I replied, "that I certainly hoped that much as I felt obliged to him, I
should not require any more proofs of his regard."

"Any more such _striking_ proofs, you mean, Pater; but let me tell you
that they were sincere proofs, for since you've been ill I've been
eating your pork and drinking your grog, which latter can't be too
plentiful in the Bay of Biscay. And now that I've cured you, you'll be
tucking all that into your own little breadbasket, so that I'm no
gainer, and I think that you may be convinced that you never had or will
have two more disinterested thumpings in all your born days. However,
you're very welcome, so say no more about it."

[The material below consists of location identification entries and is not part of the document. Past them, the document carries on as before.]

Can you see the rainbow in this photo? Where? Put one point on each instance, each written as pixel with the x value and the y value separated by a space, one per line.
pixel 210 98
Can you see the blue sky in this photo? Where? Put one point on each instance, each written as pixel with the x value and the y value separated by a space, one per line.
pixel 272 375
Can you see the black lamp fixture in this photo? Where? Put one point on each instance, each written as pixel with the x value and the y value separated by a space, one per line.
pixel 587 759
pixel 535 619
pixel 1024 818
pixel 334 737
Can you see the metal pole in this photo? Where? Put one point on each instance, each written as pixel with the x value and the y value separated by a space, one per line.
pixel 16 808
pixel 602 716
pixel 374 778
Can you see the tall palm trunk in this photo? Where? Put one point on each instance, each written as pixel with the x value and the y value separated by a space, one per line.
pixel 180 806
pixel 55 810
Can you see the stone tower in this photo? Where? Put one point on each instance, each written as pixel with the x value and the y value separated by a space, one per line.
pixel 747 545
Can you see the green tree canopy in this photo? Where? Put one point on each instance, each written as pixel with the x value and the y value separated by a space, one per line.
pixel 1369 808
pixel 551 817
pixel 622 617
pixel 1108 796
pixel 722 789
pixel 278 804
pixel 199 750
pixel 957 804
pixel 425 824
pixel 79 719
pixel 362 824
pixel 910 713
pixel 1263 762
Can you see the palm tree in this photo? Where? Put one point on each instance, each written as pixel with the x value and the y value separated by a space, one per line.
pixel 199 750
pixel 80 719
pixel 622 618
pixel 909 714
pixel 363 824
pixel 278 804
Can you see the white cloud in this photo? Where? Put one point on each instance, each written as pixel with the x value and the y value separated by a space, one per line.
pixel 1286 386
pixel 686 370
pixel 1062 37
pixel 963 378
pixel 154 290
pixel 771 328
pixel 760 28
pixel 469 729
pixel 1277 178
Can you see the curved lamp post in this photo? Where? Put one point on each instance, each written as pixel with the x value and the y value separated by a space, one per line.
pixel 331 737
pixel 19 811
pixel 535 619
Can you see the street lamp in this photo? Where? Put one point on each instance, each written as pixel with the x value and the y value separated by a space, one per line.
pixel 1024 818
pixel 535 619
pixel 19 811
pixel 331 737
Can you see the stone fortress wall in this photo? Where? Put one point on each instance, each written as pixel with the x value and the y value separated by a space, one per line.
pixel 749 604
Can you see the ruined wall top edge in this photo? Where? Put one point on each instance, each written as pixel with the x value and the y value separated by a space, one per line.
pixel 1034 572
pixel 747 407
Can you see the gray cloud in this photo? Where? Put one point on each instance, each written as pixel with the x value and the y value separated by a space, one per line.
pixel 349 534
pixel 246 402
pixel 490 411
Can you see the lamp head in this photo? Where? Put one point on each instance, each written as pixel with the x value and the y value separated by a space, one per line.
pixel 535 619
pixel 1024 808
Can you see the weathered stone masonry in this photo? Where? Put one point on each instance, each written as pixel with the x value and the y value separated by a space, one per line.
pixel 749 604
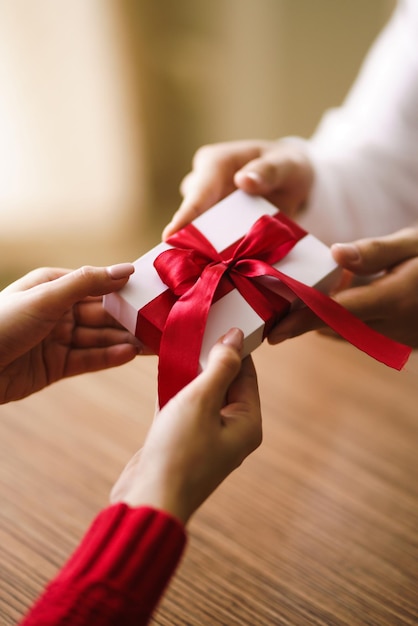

I held my tongue and ate a very hearty breakfast. From that day I
returned to my duty, and was put into the same watch with O'Brien, who
spoke to the first lieutenant, and told him that he had taken me under
his charge.

Chapter XII

New theory of Mr Muddle remarkable for having no end to it--Novel
practice of Mr Chucks--O'Brien commences his history--There were giants
in those days--I bring up the master's _night-glass_.

As I have already mentioned sufficient of the captain and the first
lieutenant to enable the reader to gain an insight into their
characters, I shall now mention two very odd personages who were my
shipmates, the carpenter and the boatswain. The carpenter, whose name
was Muddle, used to go by the appellation of Philosopher Chips, not that
he followed any particular school, but had formed a theory of his own,
from which he was not to be dissuaded. This was, that the universe had
its cycle of events turned round, so that in a certain period of time
everything was to happen over again. I never could make him explain upon
what data his calculations were founded; he said, that if he explained
it, I was too young to comprehend it; but the fact was this, "that in
27,672 years everything that was going on now would be going on again,
with the same people as were existing at this present time." He very
seldom ventured to make the remark to Captain Savage, but to the first
lieutenant he did very often. "I've been as close to it as possible,
sir, I do assure you, although you find fault; but 27,672 years ago you
were first lieutenant of this ship, and I was carpenter, although we
recollect nothing about it; and 27,672 years hence we shall both be
standing by this boat, talking about the repairs, as we are now."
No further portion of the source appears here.